They have one of the league's least mobile QBs in Kerry Collins, yet he has been sacked only seven times this year. Tennessee has had the same line coach, Hall of Fame guard Mike Munchak, since 1997 and the same run-first philosophy since Jeff Fisher became head coach in '94. Center Kevin Mawae, a 15-year vet, and tackles Michael Roos and David Stewart (both signed through 2013) are the mainstays.
Imagine having two young tackles (Ryan Clady, 22; Ryan Harris, 23) playing in front of a quarterback who puts it up 35 times a game; then imagine those two blockers surrendering a half sack apiece through 12 games. Believe it. On Sunday against the Jets, Denver's line proved it's not one-dimensional: Peyton Hillis, the Broncos' fifth starting running back of the year, gashed the Jets for 129 yards.
Trying to protect backup passer Brad Johnson and open holes for Marion Barber at midseason, this unit looked old and creaky as opponents loaded the box against the immobile Johnson. With Tony Romo (broken finger) back and defenses retreating from the line, Dallas has regained its versatility, and Flozell Adams appears reborn at left tackle. The Cowboys still aren't the consistent drive-blocking run team they were in '07, partly because of an unsettled situation at left guard. (Kyle Kosier tore ligaments in his foot.) Dallas is hoping hefty Montrae Holland can do the job.

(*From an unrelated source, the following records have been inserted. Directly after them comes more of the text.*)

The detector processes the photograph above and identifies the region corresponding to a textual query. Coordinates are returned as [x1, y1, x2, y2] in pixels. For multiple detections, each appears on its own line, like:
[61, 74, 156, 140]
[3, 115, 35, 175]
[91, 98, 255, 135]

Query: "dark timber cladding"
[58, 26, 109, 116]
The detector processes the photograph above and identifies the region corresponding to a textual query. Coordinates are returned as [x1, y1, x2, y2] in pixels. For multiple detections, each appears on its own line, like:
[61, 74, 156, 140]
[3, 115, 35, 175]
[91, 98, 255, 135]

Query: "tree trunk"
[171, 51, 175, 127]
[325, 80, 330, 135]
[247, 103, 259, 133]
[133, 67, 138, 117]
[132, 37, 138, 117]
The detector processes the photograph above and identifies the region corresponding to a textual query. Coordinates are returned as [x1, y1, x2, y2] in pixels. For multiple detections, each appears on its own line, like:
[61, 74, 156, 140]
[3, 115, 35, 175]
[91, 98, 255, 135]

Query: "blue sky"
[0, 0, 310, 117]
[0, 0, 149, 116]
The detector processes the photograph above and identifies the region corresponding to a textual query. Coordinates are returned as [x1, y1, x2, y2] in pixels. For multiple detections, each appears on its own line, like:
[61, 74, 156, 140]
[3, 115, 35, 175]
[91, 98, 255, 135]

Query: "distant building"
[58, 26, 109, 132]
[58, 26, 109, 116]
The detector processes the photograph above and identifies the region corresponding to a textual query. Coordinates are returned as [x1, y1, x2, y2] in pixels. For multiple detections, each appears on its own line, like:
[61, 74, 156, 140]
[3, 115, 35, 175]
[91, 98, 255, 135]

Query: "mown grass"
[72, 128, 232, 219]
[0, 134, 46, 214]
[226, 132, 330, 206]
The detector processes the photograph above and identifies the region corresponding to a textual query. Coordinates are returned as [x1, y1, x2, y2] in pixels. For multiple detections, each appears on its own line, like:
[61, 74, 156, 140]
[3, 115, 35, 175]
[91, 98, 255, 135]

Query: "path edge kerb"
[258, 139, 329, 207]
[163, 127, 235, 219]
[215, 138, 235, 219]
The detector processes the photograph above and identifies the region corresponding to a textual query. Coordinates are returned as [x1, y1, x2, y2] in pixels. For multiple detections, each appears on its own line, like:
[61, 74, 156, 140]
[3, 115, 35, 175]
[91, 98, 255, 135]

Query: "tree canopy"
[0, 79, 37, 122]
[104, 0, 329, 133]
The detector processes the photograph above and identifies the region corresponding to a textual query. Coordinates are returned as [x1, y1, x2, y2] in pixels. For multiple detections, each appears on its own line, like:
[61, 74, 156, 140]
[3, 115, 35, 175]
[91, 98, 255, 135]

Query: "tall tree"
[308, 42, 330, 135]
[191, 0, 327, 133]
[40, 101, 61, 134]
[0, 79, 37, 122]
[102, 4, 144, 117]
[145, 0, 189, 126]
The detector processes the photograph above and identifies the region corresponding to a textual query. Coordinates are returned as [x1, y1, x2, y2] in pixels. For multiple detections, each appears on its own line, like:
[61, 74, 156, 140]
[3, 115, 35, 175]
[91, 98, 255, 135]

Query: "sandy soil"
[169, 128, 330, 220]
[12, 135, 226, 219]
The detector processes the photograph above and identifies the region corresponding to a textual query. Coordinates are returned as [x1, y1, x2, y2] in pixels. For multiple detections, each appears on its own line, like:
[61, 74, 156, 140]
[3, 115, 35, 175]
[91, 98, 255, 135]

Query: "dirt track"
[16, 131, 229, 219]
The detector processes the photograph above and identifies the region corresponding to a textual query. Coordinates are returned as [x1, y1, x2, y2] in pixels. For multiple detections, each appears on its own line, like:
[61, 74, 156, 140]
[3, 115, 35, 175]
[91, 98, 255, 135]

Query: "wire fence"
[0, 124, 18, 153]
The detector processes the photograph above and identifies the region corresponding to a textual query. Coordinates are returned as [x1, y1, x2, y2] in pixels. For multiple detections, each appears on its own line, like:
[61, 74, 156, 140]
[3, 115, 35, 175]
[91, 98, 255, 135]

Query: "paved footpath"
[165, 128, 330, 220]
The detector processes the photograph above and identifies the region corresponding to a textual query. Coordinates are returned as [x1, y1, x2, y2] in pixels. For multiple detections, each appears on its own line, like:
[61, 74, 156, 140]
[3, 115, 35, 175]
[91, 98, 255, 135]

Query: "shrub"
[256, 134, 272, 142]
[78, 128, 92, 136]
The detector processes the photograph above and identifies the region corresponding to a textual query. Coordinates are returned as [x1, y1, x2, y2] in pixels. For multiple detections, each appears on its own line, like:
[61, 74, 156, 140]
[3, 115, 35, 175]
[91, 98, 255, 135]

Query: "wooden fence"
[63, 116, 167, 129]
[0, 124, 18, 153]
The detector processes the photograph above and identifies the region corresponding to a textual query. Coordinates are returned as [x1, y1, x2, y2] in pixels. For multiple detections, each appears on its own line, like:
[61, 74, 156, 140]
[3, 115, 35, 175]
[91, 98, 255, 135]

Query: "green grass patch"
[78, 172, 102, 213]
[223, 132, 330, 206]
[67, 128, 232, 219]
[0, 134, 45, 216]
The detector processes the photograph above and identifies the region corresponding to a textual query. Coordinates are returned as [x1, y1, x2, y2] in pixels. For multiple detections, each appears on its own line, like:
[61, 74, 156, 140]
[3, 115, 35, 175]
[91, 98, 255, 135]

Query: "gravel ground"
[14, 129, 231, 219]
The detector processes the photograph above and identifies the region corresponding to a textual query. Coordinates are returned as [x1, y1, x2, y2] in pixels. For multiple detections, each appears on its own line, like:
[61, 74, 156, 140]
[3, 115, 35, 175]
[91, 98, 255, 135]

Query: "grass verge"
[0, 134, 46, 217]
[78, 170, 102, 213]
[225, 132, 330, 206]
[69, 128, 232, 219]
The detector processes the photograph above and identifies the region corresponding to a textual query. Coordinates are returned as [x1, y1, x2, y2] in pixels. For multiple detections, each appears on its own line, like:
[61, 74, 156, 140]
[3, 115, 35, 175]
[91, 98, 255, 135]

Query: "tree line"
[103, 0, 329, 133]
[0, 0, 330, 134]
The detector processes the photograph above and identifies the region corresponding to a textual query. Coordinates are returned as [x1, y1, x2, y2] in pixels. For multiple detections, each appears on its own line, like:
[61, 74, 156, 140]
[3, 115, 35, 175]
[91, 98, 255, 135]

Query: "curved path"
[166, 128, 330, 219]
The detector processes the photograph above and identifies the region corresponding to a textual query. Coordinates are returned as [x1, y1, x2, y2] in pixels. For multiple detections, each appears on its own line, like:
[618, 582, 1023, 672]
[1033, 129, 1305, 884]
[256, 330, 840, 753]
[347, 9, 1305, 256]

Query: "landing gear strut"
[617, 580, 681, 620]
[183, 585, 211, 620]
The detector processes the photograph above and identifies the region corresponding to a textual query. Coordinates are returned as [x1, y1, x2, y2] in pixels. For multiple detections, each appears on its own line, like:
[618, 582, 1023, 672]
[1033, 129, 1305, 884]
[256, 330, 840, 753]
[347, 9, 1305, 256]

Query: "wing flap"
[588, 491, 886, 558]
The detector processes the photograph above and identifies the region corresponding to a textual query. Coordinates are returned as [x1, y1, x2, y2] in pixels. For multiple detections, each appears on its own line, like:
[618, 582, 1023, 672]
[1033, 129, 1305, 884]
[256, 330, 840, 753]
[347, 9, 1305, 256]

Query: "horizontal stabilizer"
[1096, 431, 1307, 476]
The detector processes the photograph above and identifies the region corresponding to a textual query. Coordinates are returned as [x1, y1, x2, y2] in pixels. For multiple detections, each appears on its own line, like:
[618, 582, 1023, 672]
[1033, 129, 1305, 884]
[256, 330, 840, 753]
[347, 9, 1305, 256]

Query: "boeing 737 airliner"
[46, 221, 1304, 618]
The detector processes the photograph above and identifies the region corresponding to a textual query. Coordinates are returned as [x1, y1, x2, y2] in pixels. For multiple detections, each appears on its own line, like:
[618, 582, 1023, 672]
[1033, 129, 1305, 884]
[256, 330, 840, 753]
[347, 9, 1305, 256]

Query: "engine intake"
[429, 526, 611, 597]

Atlanta was desperate for a left tackle and drafted one, Sam Baker out of USC, in the first round in April. He played well for five weeks, then went out with hip and back injuries. Former starter Todd Weiner has filled in effectively, and the other four linemen—Harvey Dahl and Justin Blalock at guard, Todd McClure at center and Tyson Clabo, a former guard, at right tackle—have been solid. Only the Giants are rushing for more yards per game than Atlanta, and the Falcons have allowed only 1.1 sacks per game. This once-anonymous unit is beginning to make a name for itself.